Man vergleicht dich musikalisch mit Größen wie Billie Hollyday, Erikah Baduh, Nina Simone und Sadé. Ist das für dich eher ein Kompliment oder eine Belastung?
Ich finde, man muss immer credit geben. Ich habe das Rad nicht neu erfunden mit meiner Musik. Das Einzige was neu an mir ist, bin ich. Mich gibt es nur einmal. ☺ Aber das, was ich mache, wurde schon von vielen Frauen vor mir gemacht. Ich mache es nur eben auf meine Art. Alles andere ist wieder subjektive Wahrnehmung von anderen Menschen, die über mich schreiben.
Hast du darüber hinaus überhaupt musikalische Vorbilder?

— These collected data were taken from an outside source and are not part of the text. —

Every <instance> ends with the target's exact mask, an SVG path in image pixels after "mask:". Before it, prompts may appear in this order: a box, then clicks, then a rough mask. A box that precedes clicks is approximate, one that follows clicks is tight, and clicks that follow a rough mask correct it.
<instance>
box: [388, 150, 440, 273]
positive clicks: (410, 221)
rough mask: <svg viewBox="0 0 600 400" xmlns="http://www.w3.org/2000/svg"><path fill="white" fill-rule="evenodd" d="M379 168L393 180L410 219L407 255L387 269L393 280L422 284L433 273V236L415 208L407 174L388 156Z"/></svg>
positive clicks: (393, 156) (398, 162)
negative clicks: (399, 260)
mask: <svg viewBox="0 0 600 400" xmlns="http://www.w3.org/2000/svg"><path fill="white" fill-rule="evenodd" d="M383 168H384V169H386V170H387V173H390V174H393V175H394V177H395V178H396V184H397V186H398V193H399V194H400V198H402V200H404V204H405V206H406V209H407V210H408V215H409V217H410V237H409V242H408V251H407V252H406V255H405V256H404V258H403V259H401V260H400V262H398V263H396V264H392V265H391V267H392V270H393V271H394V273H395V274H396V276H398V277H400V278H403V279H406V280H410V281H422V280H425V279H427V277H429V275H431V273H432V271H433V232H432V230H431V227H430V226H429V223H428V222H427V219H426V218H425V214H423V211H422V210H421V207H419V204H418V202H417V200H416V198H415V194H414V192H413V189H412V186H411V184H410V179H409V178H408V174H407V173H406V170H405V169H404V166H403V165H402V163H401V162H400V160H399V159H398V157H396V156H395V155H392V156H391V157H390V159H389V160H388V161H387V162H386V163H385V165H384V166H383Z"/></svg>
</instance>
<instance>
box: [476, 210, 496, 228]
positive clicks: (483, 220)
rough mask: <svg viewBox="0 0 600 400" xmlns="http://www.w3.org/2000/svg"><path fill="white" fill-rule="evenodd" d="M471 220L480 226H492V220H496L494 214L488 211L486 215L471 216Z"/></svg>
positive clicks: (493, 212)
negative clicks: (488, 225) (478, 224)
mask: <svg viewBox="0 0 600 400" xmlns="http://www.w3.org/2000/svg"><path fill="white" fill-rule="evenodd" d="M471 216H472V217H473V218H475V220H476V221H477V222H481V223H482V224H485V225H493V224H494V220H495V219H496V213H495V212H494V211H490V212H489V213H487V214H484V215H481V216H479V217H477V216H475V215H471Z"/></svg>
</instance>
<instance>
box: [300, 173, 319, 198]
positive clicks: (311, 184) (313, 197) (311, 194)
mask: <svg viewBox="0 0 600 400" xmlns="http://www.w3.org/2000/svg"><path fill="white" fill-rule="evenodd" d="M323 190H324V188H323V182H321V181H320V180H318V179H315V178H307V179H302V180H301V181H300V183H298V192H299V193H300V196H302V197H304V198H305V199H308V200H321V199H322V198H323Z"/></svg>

Ja, Sadé ist durchaus eines meiner musikalischen Vorbilder. Ich sehe das ähnlich wie Quentin Tarentino, der ja auch immer seine Lieblingsgenres zitiert. So mache ich das auch mit der Musik. Das Lied „King of the Dark“ auf dem „Mermaid“- Album soll explizit eine Hommage an Sadé sein. Ich finde es wichtig, das Musiker zitiert werden und verrate, wo sie ihre Einflüsse her haben.
Du bist u.a. mit Max Mutzke und in den Vorprogrammen von Erykah Badu und Clueso aufgetreten. Gibt es noch SängerInnen/eine Sängerin mit denen du gerne eine Platte machen möchtest?
Da bin ich immer offen für. Eigentlich ist ja jedes Album immer eine Zusammenarbeit mit verschiedenen Leuten aus der Musikbranche. Es ist zwar mein Projekt, aber nur darum, weil ich mich dazu entscheide, mit diversen Menschen zusammen zu arbeiten. Als erstes muss da das Gefühl und der gegenseitige Respekt zueinander stimmen. Ich habe lange gebraucht, um die richtigen Produzenten zu finden, die eine Frau verstehen. Die fliegen einem ja nicht einfach zu. ☺ Es ist auch Glücksache, Leute zu finden, die deine Musik verstehen und gut umsetzen und sich nicht unbedingt dadurch selbst verwirklichen wollen.
Dieses Interview hat SCHWULISSIMO mit Y´akoto im März 2017 geführt.